Highlighting alleged corruption by Hunter Biden will likely be one of Trump’s key strategies to winning his reelection. The president has and almost certainly will argue that Biden and his family benefited from “the swamp” and political connections, including his lucrative consulting work for the Ukrainian natural gas company Burisma, despite lacking expertise in the subject.
The issue is more acute and urgent in light of Biden’s Tuesday sweep of major primary states, with his socialist rival Vermont Sen. Bernie Sanders winning only North Dakota while leading in Washington state. After nearly running the table on Super Tuesday a week earlier, Biden is the presumptive Democratic presidential nominee.
Aides close to Biden have long said that he wishes to avoid attacks on Trump’s family altogether, although pressure is building from his supporters to mount an offensive. On Wednesday, two Biden supporters, former “ethics czar” for President Barack Obama, Norm Eisen, and chief ethics lawyer for President George W. Bush, Richard Painter, wrote an opinion article for the Washington Post calling for an investigation for the Trump family.
The pair noted Jared Kushner, the husband of Ivanka Trump and a senior adviser to the president, has drawn repeated criticism because a company he co-founded has received over $90 million in funding from foreign governments.

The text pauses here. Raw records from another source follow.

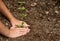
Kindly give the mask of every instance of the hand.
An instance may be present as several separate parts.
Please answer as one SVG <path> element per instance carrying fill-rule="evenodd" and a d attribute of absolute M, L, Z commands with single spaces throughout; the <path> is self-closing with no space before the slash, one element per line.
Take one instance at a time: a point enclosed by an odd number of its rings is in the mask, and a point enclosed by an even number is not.
<path fill-rule="evenodd" d="M 17 20 L 15 19 L 14 21 L 11 21 L 12 26 L 16 26 L 16 25 L 21 25 L 23 21 Z M 29 27 L 30 25 L 28 25 L 26 22 L 24 22 L 23 27 Z"/>
<path fill-rule="evenodd" d="M 30 31 L 30 29 L 28 29 L 28 28 L 12 27 L 10 29 L 9 37 L 16 38 L 16 37 L 19 37 L 19 36 L 22 36 L 22 35 L 26 35 L 29 31 Z"/>

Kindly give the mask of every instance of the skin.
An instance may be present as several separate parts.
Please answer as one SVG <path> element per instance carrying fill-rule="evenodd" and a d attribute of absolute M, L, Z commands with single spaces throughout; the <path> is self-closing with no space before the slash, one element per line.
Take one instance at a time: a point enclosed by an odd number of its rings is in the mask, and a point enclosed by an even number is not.
<path fill-rule="evenodd" d="M 12 15 L 12 13 L 8 10 L 2 0 L 0 0 L 0 12 L 2 12 L 2 14 L 5 15 L 12 24 L 12 27 L 8 29 L 0 21 L 0 34 L 10 38 L 16 38 L 22 35 L 26 35 L 30 31 L 30 29 L 28 28 L 29 25 L 26 22 L 24 22 L 23 28 L 16 27 L 16 25 L 22 23 L 22 21 L 16 19 Z"/>

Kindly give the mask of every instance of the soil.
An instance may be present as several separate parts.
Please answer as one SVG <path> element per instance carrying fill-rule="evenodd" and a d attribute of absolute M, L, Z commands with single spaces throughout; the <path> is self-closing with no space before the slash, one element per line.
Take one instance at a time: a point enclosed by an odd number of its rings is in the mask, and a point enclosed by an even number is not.
<path fill-rule="evenodd" d="M 21 20 L 17 2 L 23 1 L 28 14 L 24 19 L 31 31 L 15 39 L 0 35 L 0 41 L 60 41 L 60 1 L 59 0 L 3 0 L 13 16 Z M 0 14 L 0 20 L 11 27 L 9 20 Z"/>

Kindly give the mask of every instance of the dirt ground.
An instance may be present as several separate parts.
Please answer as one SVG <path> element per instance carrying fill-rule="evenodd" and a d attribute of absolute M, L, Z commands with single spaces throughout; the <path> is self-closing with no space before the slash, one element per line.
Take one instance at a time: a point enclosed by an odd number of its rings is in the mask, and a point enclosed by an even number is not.
<path fill-rule="evenodd" d="M 31 26 L 31 31 L 15 39 L 0 35 L 0 41 L 60 41 L 60 1 L 59 0 L 3 0 L 12 14 L 19 20 L 21 12 L 17 9 L 18 1 L 24 1 L 28 14 L 24 21 Z M 10 22 L 0 14 L 0 20 L 11 27 Z"/>

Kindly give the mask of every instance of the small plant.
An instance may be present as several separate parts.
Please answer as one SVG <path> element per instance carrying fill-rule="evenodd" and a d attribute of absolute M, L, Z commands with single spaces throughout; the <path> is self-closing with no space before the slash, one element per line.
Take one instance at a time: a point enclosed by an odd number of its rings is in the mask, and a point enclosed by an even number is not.
<path fill-rule="evenodd" d="M 24 20 L 24 18 L 27 16 L 27 14 L 20 14 L 20 16 L 22 17 L 21 19 Z M 19 28 L 22 28 L 23 27 L 23 24 L 24 24 L 24 21 L 22 21 L 21 24 L 16 25 L 16 26 L 19 27 Z"/>

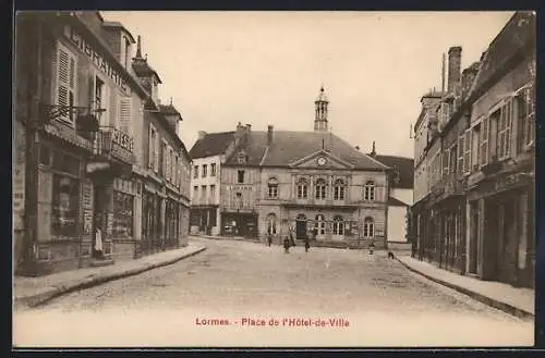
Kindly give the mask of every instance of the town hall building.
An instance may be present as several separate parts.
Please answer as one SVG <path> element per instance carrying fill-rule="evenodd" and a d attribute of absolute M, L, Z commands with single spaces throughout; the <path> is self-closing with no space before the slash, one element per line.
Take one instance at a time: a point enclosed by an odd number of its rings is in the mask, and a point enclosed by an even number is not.
<path fill-rule="evenodd" d="M 328 103 L 322 88 L 314 132 L 239 123 L 221 163 L 220 235 L 280 243 L 292 229 L 315 245 L 386 245 L 390 169 L 329 131 Z"/>

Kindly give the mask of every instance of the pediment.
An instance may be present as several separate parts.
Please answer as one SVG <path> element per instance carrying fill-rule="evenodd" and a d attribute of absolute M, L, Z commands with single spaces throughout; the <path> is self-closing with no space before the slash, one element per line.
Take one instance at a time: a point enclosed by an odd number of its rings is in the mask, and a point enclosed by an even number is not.
<path fill-rule="evenodd" d="M 313 169 L 353 169 L 354 165 L 331 155 L 326 150 L 318 150 L 290 163 L 291 168 Z"/>

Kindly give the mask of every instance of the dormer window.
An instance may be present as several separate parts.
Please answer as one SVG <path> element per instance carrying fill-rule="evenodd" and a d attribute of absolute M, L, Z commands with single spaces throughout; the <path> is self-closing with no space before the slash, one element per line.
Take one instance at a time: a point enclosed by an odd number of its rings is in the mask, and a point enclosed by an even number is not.
<path fill-rule="evenodd" d="M 126 36 L 123 36 L 122 41 L 124 44 L 123 65 L 125 69 L 129 69 L 129 64 L 131 63 L 131 40 Z"/>
<path fill-rule="evenodd" d="M 241 151 L 239 156 L 237 157 L 237 162 L 239 164 L 245 164 L 246 163 L 246 153 L 244 151 Z"/>

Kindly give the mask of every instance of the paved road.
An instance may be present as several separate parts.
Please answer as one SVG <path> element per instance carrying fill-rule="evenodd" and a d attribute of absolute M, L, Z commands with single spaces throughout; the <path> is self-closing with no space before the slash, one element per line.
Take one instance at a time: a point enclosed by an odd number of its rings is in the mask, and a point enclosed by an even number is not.
<path fill-rule="evenodd" d="M 328 248 L 306 254 L 302 247 L 286 255 L 278 246 L 203 242 L 206 251 L 179 263 L 16 311 L 15 344 L 533 344 L 532 322 L 432 283 L 383 255 Z"/>

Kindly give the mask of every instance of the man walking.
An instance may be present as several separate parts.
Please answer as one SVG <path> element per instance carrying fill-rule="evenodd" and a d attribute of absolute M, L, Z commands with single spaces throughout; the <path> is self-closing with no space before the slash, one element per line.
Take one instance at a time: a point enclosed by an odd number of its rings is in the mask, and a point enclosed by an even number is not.
<path fill-rule="evenodd" d="M 283 238 L 283 251 L 286 254 L 290 254 L 290 246 L 291 246 L 290 238 L 288 235 L 286 235 L 286 237 Z"/>
<path fill-rule="evenodd" d="M 308 252 L 308 249 L 311 248 L 311 239 L 308 237 L 308 233 L 305 235 L 305 252 Z"/>

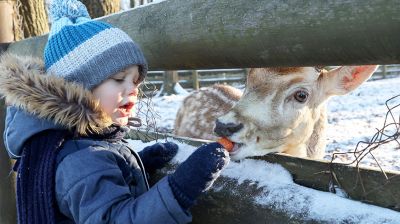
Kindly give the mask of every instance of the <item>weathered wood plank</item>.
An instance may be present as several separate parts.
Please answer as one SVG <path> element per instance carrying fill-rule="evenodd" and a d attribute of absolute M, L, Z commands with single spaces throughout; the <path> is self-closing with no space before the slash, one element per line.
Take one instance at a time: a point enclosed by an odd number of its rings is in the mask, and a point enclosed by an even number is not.
<path fill-rule="evenodd" d="M 398 0 L 167 0 L 101 18 L 143 48 L 151 69 L 400 62 Z M 41 56 L 47 37 L 9 51 Z"/>
<path fill-rule="evenodd" d="M 181 138 L 171 134 L 144 133 L 137 131 L 132 131 L 128 137 L 143 141 L 173 138 L 196 147 L 209 142 L 199 139 Z M 292 174 L 294 182 L 299 185 L 317 190 L 329 191 L 329 186 L 334 184 L 343 189 L 351 199 L 400 211 L 400 172 L 388 171 L 386 172 L 388 179 L 386 179 L 381 171 L 374 168 L 357 168 L 339 163 L 331 164 L 324 160 L 297 158 L 279 153 L 254 157 L 254 159 L 280 164 Z M 331 178 L 331 171 L 334 173 L 335 178 Z M 331 182 L 332 180 L 333 182 Z M 225 179 L 222 182 L 218 181 L 219 185 L 217 186 L 223 188 L 223 183 L 226 181 L 230 183 L 229 185 L 234 185 L 233 180 Z M 249 190 L 241 192 L 240 189 L 242 187 L 243 186 L 236 186 L 235 188 L 239 193 L 244 194 L 247 192 L 248 194 L 257 196 L 257 192 L 250 193 Z M 251 186 L 247 187 L 251 188 Z M 229 186 L 229 188 L 232 188 L 232 186 Z M 228 188 L 225 190 L 229 192 Z M 214 192 L 212 195 L 213 197 L 221 197 L 219 194 L 219 192 Z M 237 195 L 229 195 L 229 197 L 234 198 L 229 200 L 243 200 L 236 198 Z"/>

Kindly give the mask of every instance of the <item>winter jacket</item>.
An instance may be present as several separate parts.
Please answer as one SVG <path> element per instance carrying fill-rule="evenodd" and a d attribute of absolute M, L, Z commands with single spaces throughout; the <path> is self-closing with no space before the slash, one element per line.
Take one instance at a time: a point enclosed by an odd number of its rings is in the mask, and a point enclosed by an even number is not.
<path fill-rule="evenodd" d="M 7 107 L 4 141 L 11 158 L 44 130 L 84 136 L 110 125 L 92 94 L 43 72 L 33 58 L 6 55 L 0 63 Z M 148 189 L 139 156 L 122 141 L 67 140 L 58 155 L 56 198 L 66 223 L 188 223 L 166 178 Z"/>

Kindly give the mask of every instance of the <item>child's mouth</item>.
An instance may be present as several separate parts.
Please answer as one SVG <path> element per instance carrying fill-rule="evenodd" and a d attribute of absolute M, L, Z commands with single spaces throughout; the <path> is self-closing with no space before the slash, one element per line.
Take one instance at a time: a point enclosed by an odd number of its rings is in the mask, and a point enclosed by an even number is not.
<path fill-rule="evenodd" d="M 135 106 L 133 102 L 129 102 L 123 106 L 120 106 L 119 109 L 125 116 L 128 116 L 131 113 L 132 108 Z"/>

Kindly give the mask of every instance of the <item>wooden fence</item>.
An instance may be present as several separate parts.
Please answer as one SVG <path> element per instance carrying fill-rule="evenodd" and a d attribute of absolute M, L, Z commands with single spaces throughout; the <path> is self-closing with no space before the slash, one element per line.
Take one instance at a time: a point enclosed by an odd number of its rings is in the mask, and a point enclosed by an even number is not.
<path fill-rule="evenodd" d="M 150 71 L 143 89 L 147 92 L 163 90 L 165 94 L 176 93 L 173 86 L 179 83 L 191 91 L 213 84 L 243 85 L 249 69 L 209 69 L 209 70 L 179 70 L 175 76 L 164 71 Z M 397 77 L 400 75 L 400 65 L 381 65 L 370 80 Z M 167 86 L 164 88 L 164 86 Z"/>
<path fill-rule="evenodd" d="M 142 47 L 150 69 L 164 71 L 400 63 L 399 12 L 398 0 L 166 0 L 100 20 L 127 32 Z M 2 47 L 9 53 L 42 57 L 46 41 L 44 35 Z M 168 77 L 179 79 L 176 72 L 170 72 Z M 286 159 L 276 157 L 274 161 Z M 290 164 L 300 164 L 309 170 L 321 165 L 319 161 L 307 164 L 302 161 L 290 158 Z M 336 175 L 351 180 L 353 177 L 346 172 L 339 169 Z M 368 172 L 364 173 L 363 179 L 372 179 Z M 399 174 L 393 176 L 392 180 Z M 223 181 L 230 186 L 237 183 L 229 178 Z M 370 186 L 378 184 L 381 192 L 390 195 L 369 200 L 380 206 L 400 208 L 396 181 L 392 182 L 395 187 L 387 191 L 388 183 L 371 182 Z M 251 196 L 257 191 L 254 185 L 236 187 L 247 191 L 244 195 Z M 293 223 L 290 214 L 277 215 L 273 208 L 246 203 L 243 209 L 241 203 L 235 203 L 240 196 L 229 188 L 216 191 L 212 197 L 229 199 L 229 209 L 234 212 L 228 217 L 223 201 L 202 200 L 201 206 L 193 210 L 194 222 L 265 223 L 268 217 L 274 217 L 275 220 L 269 221 Z M 382 203 L 385 200 L 389 203 Z M 242 211 L 252 215 L 246 219 Z M 294 220 L 294 223 L 305 222 L 301 218 Z"/>

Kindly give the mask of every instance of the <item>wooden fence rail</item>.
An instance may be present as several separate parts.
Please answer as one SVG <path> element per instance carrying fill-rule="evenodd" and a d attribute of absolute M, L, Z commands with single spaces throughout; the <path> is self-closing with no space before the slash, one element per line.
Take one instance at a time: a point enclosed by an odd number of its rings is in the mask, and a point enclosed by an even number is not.
<path fill-rule="evenodd" d="M 174 71 L 175 75 L 171 76 L 170 72 L 150 71 L 144 90 L 146 92 L 162 90 L 165 94 L 173 94 L 175 93 L 173 86 L 176 83 L 188 90 L 197 90 L 216 83 L 243 85 L 247 73 L 248 69 L 179 70 Z M 381 65 L 371 80 L 396 76 L 400 76 L 400 65 Z"/>
<path fill-rule="evenodd" d="M 400 62 L 398 0 L 167 0 L 100 20 L 126 31 L 152 70 Z M 9 52 L 41 57 L 47 36 Z"/>

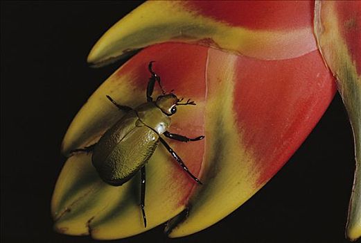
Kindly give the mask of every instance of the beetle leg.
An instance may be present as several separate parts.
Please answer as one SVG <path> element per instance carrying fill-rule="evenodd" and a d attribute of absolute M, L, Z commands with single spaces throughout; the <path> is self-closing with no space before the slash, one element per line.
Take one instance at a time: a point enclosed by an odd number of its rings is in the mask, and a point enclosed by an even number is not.
<path fill-rule="evenodd" d="M 85 152 L 87 153 L 89 153 L 93 151 L 96 145 L 96 144 L 91 144 L 89 146 L 85 146 L 83 149 L 73 149 L 70 151 L 70 153 L 77 153 L 77 152 Z"/>
<path fill-rule="evenodd" d="M 146 217 L 146 210 L 144 206 L 146 205 L 146 165 L 141 169 L 141 208 L 143 214 L 143 220 L 144 221 L 144 228 L 147 227 L 147 218 Z"/>
<path fill-rule="evenodd" d="M 161 77 L 158 76 L 156 73 L 154 72 L 154 71 L 152 69 L 152 65 L 155 61 L 151 61 L 149 62 L 148 69 L 150 74 L 152 74 L 152 76 L 149 78 L 149 82 L 148 82 L 148 87 L 147 87 L 147 101 L 152 101 L 153 98 L 152 98 L 152 94 L 153 94 L 153 91 L 155 89 L 155 81 L 158 82 L 158 84 L 159 85 L 159 87 L 161 87 L 161 92 L 163 92 L 163 94 L 165 94 L 166 92 L 164 90 L 163 90 L 163 87 L 161 85 Z"/>
<path fill-rule="evenodd" d="M 116 106 L 118 108 L 118 109 L 125 112 L 127 112 L 128 111 L 130 111 L 132 110 L 133 110 L 131 107 L 129 107 L 129 106 L 121 106 L 121 105 L 119 105 L 118 103 L 117 103 L 116 102 L 114 101 L 114 100 L 113 99 L 112 99 L 111 97 L 109 97 L 109 95 L 107 95 L 107 98 L 108 98 L 108 99 L 113 103 L 114 104 L 115 106 Z"/>
<path fill-rule="evenodd" d="M 164 140 L 163 138 L 161 138 L 161 137 L 159 137 L 159 140 L 161 141 L 161 142 L 163 144 L 163 145 L 164 145 L 164 146 L 166 147 L 166 149 L 167 149 L 169 153 L 170 153 L 170 154 L 172 155 L 172 156 L 177 160 L 177 162 L 178 162 L 178 164 L 179 164 L 180 166 L 182 166 L 182 167 L 183 168 L 183 169 L 186 172 L 188 173 L 188 174 L 189 176 L 191 176 L 191 177 L 195 181 L 195 182 L 197 182 L 197 183 L 198 184 L 202 184 L 202 182 L 200 181 L 200 179 L 198 179 L 197 177 L 195 177 L 195 176 L 193 176 L 192 174 L 192 173 L 191 173 L 191 171 L 189 171 L 189 169 L 187 168 L 187 167 L 186 166 L 186 165 L 184 165 L 184 163 L 183 162 L 183 160 L 182 160 L 182 159 L 180 158 L 179 156 L 178 156 L 178 155 L 177 153 L 175 153 L 175 152 L 172 149 L 172 148 L 170 148 L 170 146 L 167 144 L 167 142 L 166 141 L 164 141 Z"/>
<path fill-rule="evenodd" d="M 202 140 L 204 138 L 204 136 L 199 136 L 195 138 L 189 138 L 186 136 L 179 135 L 179 134 L 175 134 L 175 133 L 170 133 L 168 131 L 166 131 L 163 134 L 167 137 L 171 138 L 175 140 L 181 141 L 181 142 L 190 142 L 190 141 L 199 141 Z"/>

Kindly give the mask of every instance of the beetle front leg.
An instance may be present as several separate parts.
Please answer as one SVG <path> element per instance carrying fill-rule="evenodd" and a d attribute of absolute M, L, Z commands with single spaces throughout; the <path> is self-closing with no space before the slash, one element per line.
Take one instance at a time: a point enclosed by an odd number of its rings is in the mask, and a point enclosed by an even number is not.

“The president’s daughter Ivanka Trump and son-in-law Jared Kushner, who as government officials are bound by federal ethics laws, have come in for criticism of their own on the conflicts front,” write Painter and Eisen, the latter who for a year was an adviser to House Judiciary Committee Chairman Jerry Nadler before and during Trump’s impeachment trial, in which Trump was acquitted on counts of abuse of power and obstruction of Congress.
“Now Kushner is divesting his holding in Cadre, a real estate investment venture that profited handsomely from opportunity zones, a feature of the 2017 tax law that he and his wife worked on. Indeed, Kushner and Ivanka Trump’s very presence in the White House is presumptively illegal: Federal anti-nepotism law likely forbade their appointments from the outset,” they wrote.
Critics of the Trump family note how presidential sons Donald Trump Jr. and Eric Trump often travel to foreign countries with Secret Service protection to promote the Trump Organization, the president’s real estate company. One two-day trip in Uruguay taken in January 2019 amounted to a nearly $81,000 bill for taxpayers.
Liberal ethics watchdogs have cited over 3,000 potential conflicts of interest for the president, often pointing to alleged violations of the emoluments clause of the Constitution, which prohibits government figures from receiving gifts given by foreign governments. Lawsuits against the president alleging emolument violations have largely failed in court.
Speaking about potential corruption in the Trump administration by any Democratic candidate is almost unavoidable. Avoiding conflicts of interest in the White House would be political malpractice by any individual seeking to win the White House in November.
But Biden is in a unique position where such attacks could potentially backfire. In campaign speeches, he regularly boasts about how the Obama administration had no “hint” of corruption. Republicans are looking to change the public’s perception of Biden to drive down his positive numbers and limit voter turnout.
Donald Trump Jr. is already looking to assist his father in that task and recently challenged Hunter Biden to a debate, in an interview with Axios.
“If you looked at my tax returns, which maybe we could talk about in this debate,” he said. “Let’s talk about who profited off of whose public service. Happy to do it. Let’s make it happen.”
Earlier this month, Sen. Ron Johnson told members of the Senate Homeland Security Committee, of which he is chairman, he was prepared to subpoena a Burisma-tied company over its connection to Hunter Biden.
In a memo, the Wisconsin Republican said testimony from Blue Star Strategies “sought to leverage Hunter Biden’s role as a board member of Burisma to gain access to, and potentially influence matters at, the State Department.”